In the prisoner's dilemma, the reward matrix is $$\begin{matrix}1,1 & 3,0 \\ 0,3 & 2,2\end{matrix}$$ there's a dominate strategy for both play, which is to betray. So in this case they both should choose to betray if the game is played only once.
What if the reward is modified as below such that there's no dominate strategy? $$\begin{matrix}1,1 & 3,0 \\ 0,3 & 4,4\end{matrix}$$ What should we do to maximize the expected reward?
You used very suggestive language there, which without more information, you don't have the 'right' to use yet! Your question hits at one of the most unsatisfying aspects of Nash Equilibrium (NE) which is that it often times doesn't really have terribly much content as a predictive theory. NE says, if, by grace of lady luck, we end up playing a pair of strategies that is indeed a NE, neither of us have incentive to unilaterally deviate. Critically, it makes use of the idea that this is only a 'good' thing to do conditional on the other player using some fixed strategy.
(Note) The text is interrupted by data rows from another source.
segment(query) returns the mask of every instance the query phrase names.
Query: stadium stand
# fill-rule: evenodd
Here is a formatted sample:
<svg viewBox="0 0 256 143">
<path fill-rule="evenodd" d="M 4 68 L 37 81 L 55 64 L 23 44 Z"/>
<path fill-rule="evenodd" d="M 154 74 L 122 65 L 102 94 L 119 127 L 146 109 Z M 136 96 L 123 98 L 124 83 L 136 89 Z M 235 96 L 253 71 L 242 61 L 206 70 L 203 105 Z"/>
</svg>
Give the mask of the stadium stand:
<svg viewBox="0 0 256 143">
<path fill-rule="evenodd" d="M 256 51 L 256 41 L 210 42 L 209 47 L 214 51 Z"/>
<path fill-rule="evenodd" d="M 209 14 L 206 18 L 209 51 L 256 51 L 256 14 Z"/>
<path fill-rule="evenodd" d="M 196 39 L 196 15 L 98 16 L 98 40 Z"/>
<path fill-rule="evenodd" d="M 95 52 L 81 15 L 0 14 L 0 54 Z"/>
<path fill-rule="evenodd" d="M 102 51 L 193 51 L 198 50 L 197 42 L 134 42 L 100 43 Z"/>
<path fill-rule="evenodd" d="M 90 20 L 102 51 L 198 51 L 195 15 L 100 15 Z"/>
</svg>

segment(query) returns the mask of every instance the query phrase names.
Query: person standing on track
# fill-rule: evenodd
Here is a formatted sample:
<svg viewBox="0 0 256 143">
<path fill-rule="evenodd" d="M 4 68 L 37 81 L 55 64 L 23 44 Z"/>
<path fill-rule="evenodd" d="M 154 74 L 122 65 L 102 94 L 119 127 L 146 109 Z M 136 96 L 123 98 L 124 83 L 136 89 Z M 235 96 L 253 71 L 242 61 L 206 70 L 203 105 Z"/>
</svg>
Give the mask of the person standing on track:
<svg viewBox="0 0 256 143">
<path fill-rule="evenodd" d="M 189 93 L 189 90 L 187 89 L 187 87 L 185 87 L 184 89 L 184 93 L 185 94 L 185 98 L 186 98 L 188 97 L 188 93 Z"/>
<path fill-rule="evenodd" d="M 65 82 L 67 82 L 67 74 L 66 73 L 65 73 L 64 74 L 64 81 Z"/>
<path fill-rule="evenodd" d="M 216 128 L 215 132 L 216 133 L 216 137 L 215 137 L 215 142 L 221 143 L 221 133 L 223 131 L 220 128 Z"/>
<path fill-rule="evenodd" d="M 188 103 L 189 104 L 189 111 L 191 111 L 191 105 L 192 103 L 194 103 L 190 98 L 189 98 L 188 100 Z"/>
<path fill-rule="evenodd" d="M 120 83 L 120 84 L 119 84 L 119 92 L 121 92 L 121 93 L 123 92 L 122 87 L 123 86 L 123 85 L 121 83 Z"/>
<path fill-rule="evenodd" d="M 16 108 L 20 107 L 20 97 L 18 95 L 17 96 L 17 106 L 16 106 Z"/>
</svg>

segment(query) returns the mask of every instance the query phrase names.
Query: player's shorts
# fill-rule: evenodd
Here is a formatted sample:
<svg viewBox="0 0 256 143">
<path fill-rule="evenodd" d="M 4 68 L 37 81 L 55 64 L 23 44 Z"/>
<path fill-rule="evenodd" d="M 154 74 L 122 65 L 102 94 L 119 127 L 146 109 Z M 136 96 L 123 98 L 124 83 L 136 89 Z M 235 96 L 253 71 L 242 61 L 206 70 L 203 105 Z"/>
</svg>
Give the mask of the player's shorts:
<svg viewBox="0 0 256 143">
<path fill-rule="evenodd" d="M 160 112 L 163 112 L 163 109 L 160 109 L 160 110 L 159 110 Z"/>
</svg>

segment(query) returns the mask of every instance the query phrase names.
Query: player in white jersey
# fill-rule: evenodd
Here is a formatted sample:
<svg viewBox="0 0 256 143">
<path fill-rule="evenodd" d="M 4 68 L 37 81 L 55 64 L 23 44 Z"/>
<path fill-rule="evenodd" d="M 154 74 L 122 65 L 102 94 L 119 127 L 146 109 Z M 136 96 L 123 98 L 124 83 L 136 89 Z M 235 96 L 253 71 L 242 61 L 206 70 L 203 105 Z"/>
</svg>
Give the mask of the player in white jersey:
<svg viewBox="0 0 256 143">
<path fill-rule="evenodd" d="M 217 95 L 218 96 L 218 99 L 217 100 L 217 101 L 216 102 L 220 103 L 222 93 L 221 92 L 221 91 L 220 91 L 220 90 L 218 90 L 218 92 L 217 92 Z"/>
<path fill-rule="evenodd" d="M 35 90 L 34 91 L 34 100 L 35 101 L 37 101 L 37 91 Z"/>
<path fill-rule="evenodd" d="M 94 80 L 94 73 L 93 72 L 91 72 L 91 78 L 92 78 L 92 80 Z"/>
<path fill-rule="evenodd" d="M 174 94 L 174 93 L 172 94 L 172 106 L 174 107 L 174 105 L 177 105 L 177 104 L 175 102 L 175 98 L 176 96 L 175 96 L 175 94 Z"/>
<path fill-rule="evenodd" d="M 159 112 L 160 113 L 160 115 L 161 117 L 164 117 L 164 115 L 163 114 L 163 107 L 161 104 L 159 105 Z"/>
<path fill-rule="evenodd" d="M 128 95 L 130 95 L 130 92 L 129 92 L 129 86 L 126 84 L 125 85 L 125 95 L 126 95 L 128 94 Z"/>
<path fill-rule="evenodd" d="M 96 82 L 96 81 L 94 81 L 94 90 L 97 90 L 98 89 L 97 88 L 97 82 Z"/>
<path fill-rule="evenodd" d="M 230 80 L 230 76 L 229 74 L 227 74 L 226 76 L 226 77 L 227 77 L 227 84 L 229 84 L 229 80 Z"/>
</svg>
In your question, you talked about maximizing expected reward. Now expectations of any sort aren't well-defined without some prior distribution over your opponent's strategies: the relative likelihoods you ascribe to them doing a given thing. If you were given such a set of beliefs, this would be a straight forward calculation. But this is a different problem now than what NE seeks to solve. NE just says, absent any sort of prior beliefs, what pairs of outcomes are stable.